The Who’s Pete Townshend talks about David Bowie’s death:
“It seems like a fresh tragedy, I have to admit. A lot of people that knew him had suspected that the illness that he was suffering was more severe than perhaps we all knew in public. Because he kind of went to the ground. [Producer] Tony Visconti was working with him right to the end, I think. Yeah, time flashes by and I think about him a lot.”
Do you remember first hearing the news that he died?
“Not really, no.
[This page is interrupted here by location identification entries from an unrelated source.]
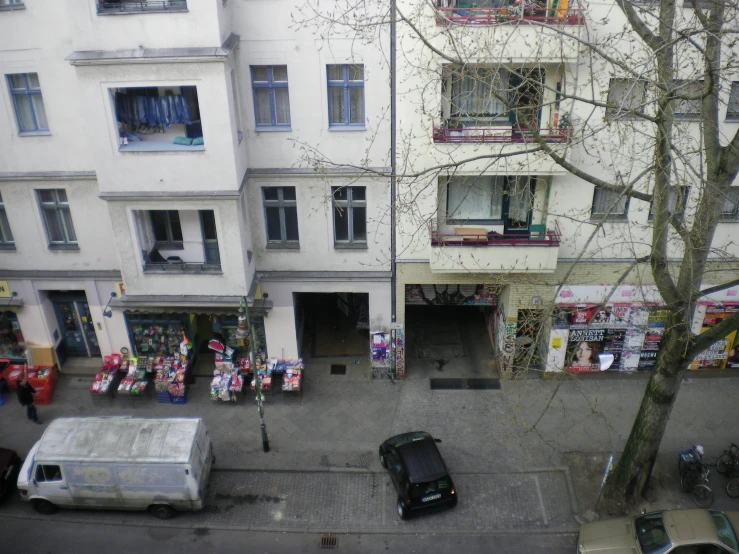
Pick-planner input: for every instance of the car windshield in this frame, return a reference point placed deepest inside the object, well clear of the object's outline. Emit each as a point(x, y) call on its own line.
point(419, 490)
point(724, 531)
point(651, 534)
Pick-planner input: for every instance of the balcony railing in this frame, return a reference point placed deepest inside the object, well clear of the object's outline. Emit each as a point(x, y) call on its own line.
point(496, 133)
point(139, 6)
point(475, 237)
point(510, 15)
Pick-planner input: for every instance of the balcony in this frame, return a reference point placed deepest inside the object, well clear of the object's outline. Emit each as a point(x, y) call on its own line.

I think what actually happens when that somebody’s been seriously ill is that there’s that strange mixture… You know, he was younger than I am by a couple of years anyway.”
“But when you get past your 60s in this business – in the rock business – you thank god and whatever other being you might worship for the fact that you’re still here. And I think it’s with relief in a sense that some people are released if you like in normal ways that David was.”
“When I knew him in the early days, he was what I would call incredibly hard living! He really did live high and he lived hard, and he could have been another Jimi Hendrix, Keith Moon casualty – there’s no question about it.”
“There’s no point gilding the lily here or pulling back on the facts. He was a bit of a wild man; he just was so super cool. So glamorous, and so sweet a man, so kind, and so hard-working too, so interested in the arts. Also so intelligent that it disguised the fact that underneath it all he was a filthy rock star.”
“So no, I wasn’t surprised. What I’m actually leading up to say is that I was relieved that his suffering was over. I think you know he’d been very ill.”
When were you first aware of him?
“Well, this is a weird story. I was published from about 1964 onwards by a guy called David Platts who ran a company that published people like Leslie Bricusse, and Anthony Newley, and people like that. And I was one of his first second-generation songwriters. His company was called Essex.”
“One day I was walking, I lived in Ebury Street in Victoria, and a shout came across the street from a mod looking guy with blonde hair, backcombed. This would have been probably about 1966, early ’67 – and it was David.”
“He was with his then-wife Angie, and he shouted across the road, ‘Really loved your demo of ‘Join My Gang’.’ Which was a song that I’d written for one of Robert Stigwood’s artists. I said to him, ‘How did you hear that?'”
“And he said: ‘Well, I work at Essex and I’ve heard all your demos.’ So what he’d done is – whenever I wrote a song, I would send a demo to Fabulous Music. Which was my company hosted by Essex, and he’d been through my demos and listened to all my songs, the ones I’d recorded at home. I didn’t know anything about him. Anyway, I asked his name and he said then his name was David Jones. That was my first meeting,” Pete Townshend said.